Letters to the Editor

Teaching students about LGBTQ
    Re.: The Orinda News September article titled “OUSD Looks at Diversity, Equity and Inclusion.”
    I have been in medicine for nearly 50 years, specializing in endocrinology. The male and female biology are well known to me. I have worked with patients with sexual and gender identity issues. I have seen the issue from the patient’s perspective.
    The new theory of gender, which now underlies almost everything in our society from pre-school curricula to government regulations, is devoid of any connection to human biology and the heretofore-inextricable connection between sex and gender. These are the foundational tenets of this theory:
    Gender is a social phenomenon, unrelated to biological sex.
    The individual’s choice of gender requires partial or complete change in phenotypic sex.
    Sex is “assigned” at birth.
    Biological sex does not exist; it is continuum.
    Language must be changed. Misgendering requires punishment. “Woman” was relabeled as “menstruating person,” “pregnant person,” and “birthing person.”
    “Gender dysphoria” was appropriated to support claims that social experience of gender is internal, immutable and biologic in nature. There is growing concern gender dysphoria applies to only a few, with the majority driven by a fad.

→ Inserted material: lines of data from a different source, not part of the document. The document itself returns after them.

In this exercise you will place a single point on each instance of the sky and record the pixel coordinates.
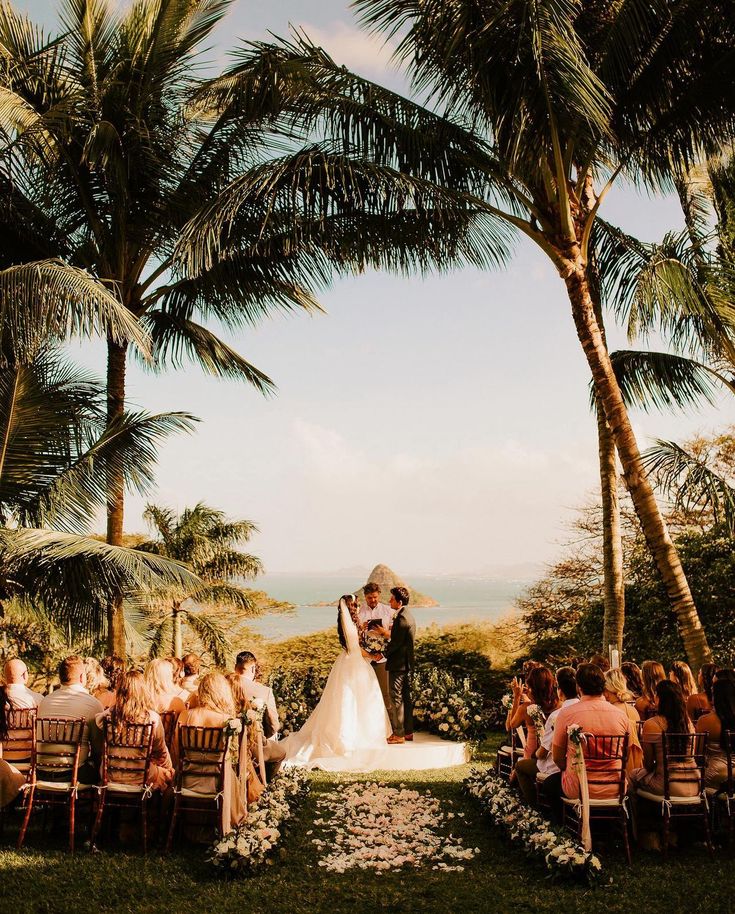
(439, 425)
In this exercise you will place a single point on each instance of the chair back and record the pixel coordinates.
(605, 758)
(19, 747)
(202, 756)
(168, 719)
(684, 760)
(728, 747)
(126, 757)
(58, 747)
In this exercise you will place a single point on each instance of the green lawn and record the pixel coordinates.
(500, 879)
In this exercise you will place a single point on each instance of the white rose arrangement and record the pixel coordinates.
(564, 857)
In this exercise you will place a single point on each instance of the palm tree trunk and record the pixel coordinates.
(177, 645)
(612, 540)
(116, 363)
(612, 545)
(652, 523)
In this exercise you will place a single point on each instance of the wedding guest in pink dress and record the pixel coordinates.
(132, 706)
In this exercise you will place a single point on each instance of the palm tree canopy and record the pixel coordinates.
(205, 539)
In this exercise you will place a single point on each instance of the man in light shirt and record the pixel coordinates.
(246, 667)
(72, 700)
(20, 697)
(372, 610)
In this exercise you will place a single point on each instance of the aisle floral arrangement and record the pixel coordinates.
(564, 857)
(448, 706)
(251, 845)
(379, 827)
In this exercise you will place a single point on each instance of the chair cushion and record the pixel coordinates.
(675, 801)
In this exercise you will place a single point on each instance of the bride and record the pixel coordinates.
(348, 728)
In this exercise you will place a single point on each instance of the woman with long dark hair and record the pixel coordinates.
(715, 723)
(11, 780)
(671, 718)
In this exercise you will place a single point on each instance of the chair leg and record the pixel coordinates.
(72, 821)
(174, 817)
(27, 816)
(98, 817)
(144, 825)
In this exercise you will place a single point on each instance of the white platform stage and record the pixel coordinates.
(425, 752)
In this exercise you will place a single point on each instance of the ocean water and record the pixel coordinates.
(461, 599)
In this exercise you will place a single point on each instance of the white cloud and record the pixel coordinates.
(352, 47)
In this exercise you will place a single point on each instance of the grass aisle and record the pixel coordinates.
(500, 879)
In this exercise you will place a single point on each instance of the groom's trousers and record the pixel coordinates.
(382, 676)
(401, 703)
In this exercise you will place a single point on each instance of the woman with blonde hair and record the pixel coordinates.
(132, 706)
(215, 707)
(618, 694)
(164, 695)
(652, 672)
(97, 683)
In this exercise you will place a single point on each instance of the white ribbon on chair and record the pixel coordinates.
(580, 769)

    Biological fact: all organisms in the evolutionary chain above worms reproduce sexually. It takes a male gamete (sperm) and a female gamete (ovum) to reproduce. There are no transitional gametes in a continuum between the sperm and ovum. If an individual produces ova, it’s female. If an individual produces sperm, it’s male. At least let’s not lose the connection to biology.
    Rather than promoting gender transition, we can accommodate the need for extending the range for non-normative gender behavior without irremediable medical treatments, while providing appropriate treatment for children with true gender dysphoria
    Recommended reading about the proposed LGBTQ curriculum:
    1. National Sex Education Standards (NSES) outlines the details of the transgender curriculum, starting with grade 2: https://bit.ly/3DL0mlr.
    2. The writings of Kim Westheimer, the Director of Strategic Initiatives for Gender Spectrum, an advisor to the NSES curriculum and school consultant. The organization provides lesson plans, faculty training, etc. Conflict of interest seems apparent.
    We can teach children to be kind, respectful, accepting of self and others without ignoring established scientific principles, denying rationality and creating lifelong confusion for our children.
    Proceed cautiously. Your children depend on it.
    – Rachelle Halpern MD

DEI’s are Necessary
    The Orinda News (Oct. 2021 issue) printed the letter to the editor “Question the DEI Specialist.” 
    Here’s my response.
    I graduated from San Ramon High School. I would say that the level of diversity at the time did little to prepare me for my experiences where I found myself culturally and linguistically in a minority living in France and Portugal, and then in Senegal where I found myself also in a racial minority. 
    Preparation for such experiences is much to ask of a high school particularly almost half a century ago. With today’s world getting smaller, I think a Diversity, Equity and Inclusion (DEI) expert in OUSD is a great idea.  
    OUSD schools do not use tests but admit all qualified residents and some others. As typically in public schools, this leads to a high degree of diversity in some categories, for example, in physical abilities and a variety of learning and behavior differences. 
    DEI is needed to address differences in the students to assure service to all, as well as to “talent” (those who excel at testing). Talent in its broader sense also cannot be reduced to those who excel at academic testing; university level admissions at many institutions have come to question the use of testing in admissions due to inherent blind spots and biases.  
    There are other categories of diversity that make the issue much more interesting than the assumed talent verses the disadvantaged. Gains for DEI are not losses for talent; they are gains for all. In corporate settings, DEI is a metric used as one indicator of sustainable productivity and a resilient work environment. It is also used to tailor products and services to penetrate competitive markets.  
    In life, our youth can expect to face some non-trivial challenges; one of the most important skills they will need is the ability to communicate and collaborate with people of differing backgrounds. 
    For example, communication with those who understand in a way that you do not, or vice versa, is one of the critical abilities that makes a high functioning individual. One need not go far; right here in the Bay Area many corporate talent searches prioritize international experience. The value of the ability to function in diversity is recognized in that arena. 
    We are fortunate to live in this fine community with some of the finest schools. DEI can help to make them better.